Чрез окошечко под потолком падал свет от ближайшего уличного фонаря и дрожал на сухих листьях веников. Глаз мало-помалу привыкал к темноте, и когда Никифор улегся и, вытянув ноги, завернулся в свой овечий мех, — то ясно уже стал различать потолок и стены.
— За что он меня? — произнес Никифор.
— Кто? Полковник-от?
— Да.
— Вспыльчивый он… даром, что отставной!.. Гар-рячий!
— Вот како дело-то! — прошептал Никифор.
— Господам должен ты сказать: ‘вы, ваше благородие’ или еще можно: — ‘ваша милость’, а чтобы прямо — ложись! — этого нельзя, деликатность не дозволяет…
— Конешно.
— Охо-хо!.. Хотя оно, наше дело, с виду, и легкое, а все-таки надо присноровиться, — позевнув, сказал Василий, — самый разнообразный народ у нас: и благородные, и купцы, и из простых, и чиновники, и из духовного звания… Хорошо, ежели ты его знаешь, если уж известно тебе, как к нему подойти и как за него взяться… А ведь много и новых бывает… У всякого своя привычка, свой карактер… Охо-хо! Господи Иисусе!..

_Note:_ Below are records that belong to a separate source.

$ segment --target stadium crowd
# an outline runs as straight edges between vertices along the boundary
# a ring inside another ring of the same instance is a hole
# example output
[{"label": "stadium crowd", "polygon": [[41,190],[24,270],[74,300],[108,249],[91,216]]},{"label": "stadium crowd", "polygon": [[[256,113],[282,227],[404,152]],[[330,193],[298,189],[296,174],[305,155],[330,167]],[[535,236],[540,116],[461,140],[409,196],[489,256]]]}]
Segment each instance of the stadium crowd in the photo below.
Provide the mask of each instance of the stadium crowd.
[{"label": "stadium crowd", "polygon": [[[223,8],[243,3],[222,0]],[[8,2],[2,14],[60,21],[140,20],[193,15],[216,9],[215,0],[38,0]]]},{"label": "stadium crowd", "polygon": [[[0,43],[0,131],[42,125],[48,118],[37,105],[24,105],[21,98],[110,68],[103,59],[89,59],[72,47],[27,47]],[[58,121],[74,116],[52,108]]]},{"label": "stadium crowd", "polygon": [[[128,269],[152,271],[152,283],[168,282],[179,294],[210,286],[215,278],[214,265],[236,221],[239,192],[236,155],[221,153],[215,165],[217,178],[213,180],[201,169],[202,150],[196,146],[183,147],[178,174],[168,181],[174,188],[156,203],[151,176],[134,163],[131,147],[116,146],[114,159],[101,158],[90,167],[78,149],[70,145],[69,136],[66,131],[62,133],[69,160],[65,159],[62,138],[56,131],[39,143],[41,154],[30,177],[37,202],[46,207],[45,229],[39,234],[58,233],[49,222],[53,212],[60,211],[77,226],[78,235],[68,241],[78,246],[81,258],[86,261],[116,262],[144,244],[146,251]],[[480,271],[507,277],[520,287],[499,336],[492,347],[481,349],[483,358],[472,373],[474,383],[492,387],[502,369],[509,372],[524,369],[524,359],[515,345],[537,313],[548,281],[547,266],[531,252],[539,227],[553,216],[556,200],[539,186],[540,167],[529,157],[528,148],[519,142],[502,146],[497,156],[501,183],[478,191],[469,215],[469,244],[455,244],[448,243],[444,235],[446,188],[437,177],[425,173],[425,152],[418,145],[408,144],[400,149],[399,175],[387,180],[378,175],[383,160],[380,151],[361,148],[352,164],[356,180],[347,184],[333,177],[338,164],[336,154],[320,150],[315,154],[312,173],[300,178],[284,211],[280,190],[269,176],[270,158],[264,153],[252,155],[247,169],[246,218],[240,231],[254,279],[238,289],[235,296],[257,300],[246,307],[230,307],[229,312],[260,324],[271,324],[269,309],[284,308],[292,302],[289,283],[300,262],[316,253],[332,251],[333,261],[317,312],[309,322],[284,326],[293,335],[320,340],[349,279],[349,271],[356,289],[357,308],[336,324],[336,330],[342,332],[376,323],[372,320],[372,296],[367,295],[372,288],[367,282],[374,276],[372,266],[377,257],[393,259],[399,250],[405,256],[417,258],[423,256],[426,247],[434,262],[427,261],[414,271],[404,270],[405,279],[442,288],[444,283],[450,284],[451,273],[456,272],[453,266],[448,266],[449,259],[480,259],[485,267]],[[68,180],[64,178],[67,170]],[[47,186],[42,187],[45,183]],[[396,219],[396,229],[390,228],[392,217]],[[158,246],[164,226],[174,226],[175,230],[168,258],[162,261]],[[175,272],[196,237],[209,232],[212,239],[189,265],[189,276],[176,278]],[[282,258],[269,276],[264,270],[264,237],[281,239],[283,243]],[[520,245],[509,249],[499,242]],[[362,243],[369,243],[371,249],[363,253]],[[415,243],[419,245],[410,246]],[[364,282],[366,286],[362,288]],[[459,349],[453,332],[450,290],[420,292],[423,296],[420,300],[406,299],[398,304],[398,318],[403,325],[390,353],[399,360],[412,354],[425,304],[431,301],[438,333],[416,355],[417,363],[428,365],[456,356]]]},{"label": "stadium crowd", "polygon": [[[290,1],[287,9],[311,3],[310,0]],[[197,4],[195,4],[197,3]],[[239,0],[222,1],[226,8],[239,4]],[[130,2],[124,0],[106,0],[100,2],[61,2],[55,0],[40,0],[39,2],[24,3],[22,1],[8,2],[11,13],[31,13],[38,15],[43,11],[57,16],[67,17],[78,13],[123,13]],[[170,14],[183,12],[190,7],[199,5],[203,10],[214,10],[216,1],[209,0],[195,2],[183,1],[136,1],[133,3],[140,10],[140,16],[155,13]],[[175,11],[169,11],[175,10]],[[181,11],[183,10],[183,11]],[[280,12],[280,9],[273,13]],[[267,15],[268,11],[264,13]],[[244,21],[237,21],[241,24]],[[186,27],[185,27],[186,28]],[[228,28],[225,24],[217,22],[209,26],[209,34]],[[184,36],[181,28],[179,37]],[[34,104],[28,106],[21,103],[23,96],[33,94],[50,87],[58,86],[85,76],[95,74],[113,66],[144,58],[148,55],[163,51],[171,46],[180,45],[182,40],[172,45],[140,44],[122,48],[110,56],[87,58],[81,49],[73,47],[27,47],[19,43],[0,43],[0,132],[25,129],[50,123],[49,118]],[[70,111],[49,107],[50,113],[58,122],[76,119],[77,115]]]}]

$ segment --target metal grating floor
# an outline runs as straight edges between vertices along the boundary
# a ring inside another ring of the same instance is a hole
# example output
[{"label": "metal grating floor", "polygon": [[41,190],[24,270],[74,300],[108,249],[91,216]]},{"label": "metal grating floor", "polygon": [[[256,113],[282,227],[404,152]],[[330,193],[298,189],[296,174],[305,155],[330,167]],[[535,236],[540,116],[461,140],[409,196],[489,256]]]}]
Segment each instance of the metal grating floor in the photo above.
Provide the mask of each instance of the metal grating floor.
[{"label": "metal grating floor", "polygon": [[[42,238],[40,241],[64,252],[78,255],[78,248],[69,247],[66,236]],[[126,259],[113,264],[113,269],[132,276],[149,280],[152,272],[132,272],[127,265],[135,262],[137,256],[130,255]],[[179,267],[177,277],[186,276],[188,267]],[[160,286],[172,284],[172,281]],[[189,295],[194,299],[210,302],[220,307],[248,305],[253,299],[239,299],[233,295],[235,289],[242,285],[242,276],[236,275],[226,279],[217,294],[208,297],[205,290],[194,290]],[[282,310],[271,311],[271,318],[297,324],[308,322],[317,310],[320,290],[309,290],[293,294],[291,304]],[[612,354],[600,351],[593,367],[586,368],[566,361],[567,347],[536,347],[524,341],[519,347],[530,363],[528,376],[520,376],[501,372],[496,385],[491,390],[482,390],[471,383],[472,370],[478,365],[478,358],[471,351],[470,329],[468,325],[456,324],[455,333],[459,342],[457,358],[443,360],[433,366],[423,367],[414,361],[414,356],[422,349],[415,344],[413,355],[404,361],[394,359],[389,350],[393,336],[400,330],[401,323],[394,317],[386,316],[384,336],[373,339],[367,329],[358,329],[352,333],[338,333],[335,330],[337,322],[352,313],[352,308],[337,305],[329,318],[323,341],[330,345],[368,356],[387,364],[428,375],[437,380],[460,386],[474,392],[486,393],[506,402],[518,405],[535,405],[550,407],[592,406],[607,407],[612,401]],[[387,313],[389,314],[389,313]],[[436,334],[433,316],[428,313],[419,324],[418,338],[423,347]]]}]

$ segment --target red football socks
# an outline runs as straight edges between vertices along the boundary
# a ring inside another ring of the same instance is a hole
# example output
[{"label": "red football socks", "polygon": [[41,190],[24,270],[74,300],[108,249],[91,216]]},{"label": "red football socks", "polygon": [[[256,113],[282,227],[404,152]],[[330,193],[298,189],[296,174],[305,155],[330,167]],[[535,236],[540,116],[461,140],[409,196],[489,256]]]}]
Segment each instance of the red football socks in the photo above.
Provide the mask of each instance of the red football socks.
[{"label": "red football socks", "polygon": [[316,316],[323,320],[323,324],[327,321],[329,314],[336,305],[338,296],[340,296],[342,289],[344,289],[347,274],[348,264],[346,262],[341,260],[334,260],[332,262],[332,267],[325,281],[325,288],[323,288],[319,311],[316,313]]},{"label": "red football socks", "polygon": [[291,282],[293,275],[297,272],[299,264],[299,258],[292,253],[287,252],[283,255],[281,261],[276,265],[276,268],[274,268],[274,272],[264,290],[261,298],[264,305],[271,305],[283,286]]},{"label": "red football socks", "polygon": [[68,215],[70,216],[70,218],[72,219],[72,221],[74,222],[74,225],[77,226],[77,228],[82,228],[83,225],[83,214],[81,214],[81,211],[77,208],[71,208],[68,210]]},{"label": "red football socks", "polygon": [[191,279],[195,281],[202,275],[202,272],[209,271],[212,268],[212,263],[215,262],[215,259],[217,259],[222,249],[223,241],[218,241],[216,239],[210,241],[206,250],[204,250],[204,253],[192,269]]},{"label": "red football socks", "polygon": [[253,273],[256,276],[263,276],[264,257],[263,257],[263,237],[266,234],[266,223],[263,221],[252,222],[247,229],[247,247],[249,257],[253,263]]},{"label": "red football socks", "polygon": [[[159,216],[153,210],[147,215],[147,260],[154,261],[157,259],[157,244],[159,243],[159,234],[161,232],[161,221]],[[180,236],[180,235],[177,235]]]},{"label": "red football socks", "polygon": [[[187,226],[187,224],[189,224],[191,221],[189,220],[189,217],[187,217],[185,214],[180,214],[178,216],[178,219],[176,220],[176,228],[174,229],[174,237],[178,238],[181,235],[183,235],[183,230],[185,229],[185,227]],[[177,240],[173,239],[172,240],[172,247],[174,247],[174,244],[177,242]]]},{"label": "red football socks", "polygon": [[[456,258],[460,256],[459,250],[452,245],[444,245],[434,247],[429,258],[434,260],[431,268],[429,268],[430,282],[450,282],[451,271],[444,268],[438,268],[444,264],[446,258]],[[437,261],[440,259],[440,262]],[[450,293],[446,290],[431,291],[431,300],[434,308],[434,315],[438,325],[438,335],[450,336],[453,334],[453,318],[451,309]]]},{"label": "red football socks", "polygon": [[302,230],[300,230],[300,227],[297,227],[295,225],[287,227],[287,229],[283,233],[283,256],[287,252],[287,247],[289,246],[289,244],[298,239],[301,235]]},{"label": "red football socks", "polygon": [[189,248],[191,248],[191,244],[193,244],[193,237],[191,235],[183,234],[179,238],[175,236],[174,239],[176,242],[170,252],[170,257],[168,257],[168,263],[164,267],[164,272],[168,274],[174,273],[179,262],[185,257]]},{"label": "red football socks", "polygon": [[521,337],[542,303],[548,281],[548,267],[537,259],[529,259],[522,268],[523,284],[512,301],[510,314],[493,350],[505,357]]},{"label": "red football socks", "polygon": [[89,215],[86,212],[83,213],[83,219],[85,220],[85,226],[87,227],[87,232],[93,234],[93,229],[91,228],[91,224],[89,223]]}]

Василий опять позевнул и, понизив тон, опять заговорил с каким-то умилением:
— Боже ты мой, сколь я на своем веку людей перемыл и перепарил! Пропасти! Легионы людей!
— А давно служишь по этой части?
— Давно уж… Годов пятнадцать, если не больше… Спервоначалу каждому трудно бывает. Боишься, конечно, что не угодишь, и смелости в руках нет. Либо больно стараешься, либо слабо берешь, а это — кто как любит. Опять же эта духота одолевает: весь день — в жару, мокрый, спать — охота, голову клонит… Да уж и бел больно! Одним словом — банный человек!..
Никифор слушал, и ему делалось все страшнее и страшнее: дело, по рассказам Василия, казалось теперь Никифору таким сложным, запутанным и трудным, что тревога и беспокойство начинали овладевать им, и в душу прокрадывалось сомнение: справится ли он с этим трудным делом?..
II.
К Рождеству Никифора перевели в номера. Перевод этот был вызван не заслугами Никифора, как банщика, а тем, что он был видный, красивый и не пил водки, ходил опрятно и расположил в свою пользу управляющего простотой и честностью. Товарищи завидовали Никифору и ругали его ‘стерьвой’, потому что всем им хотелось попасть к номерам и все этого добивались и вели по этому поводу интригу друг против друга. Попасть туда было выгодно, потому что, хотя жалованье оставалось и то же самое, но было много доходов посторонних и, при умении и сноровке, можно было заработать рублей тридцать-сорок в месяц.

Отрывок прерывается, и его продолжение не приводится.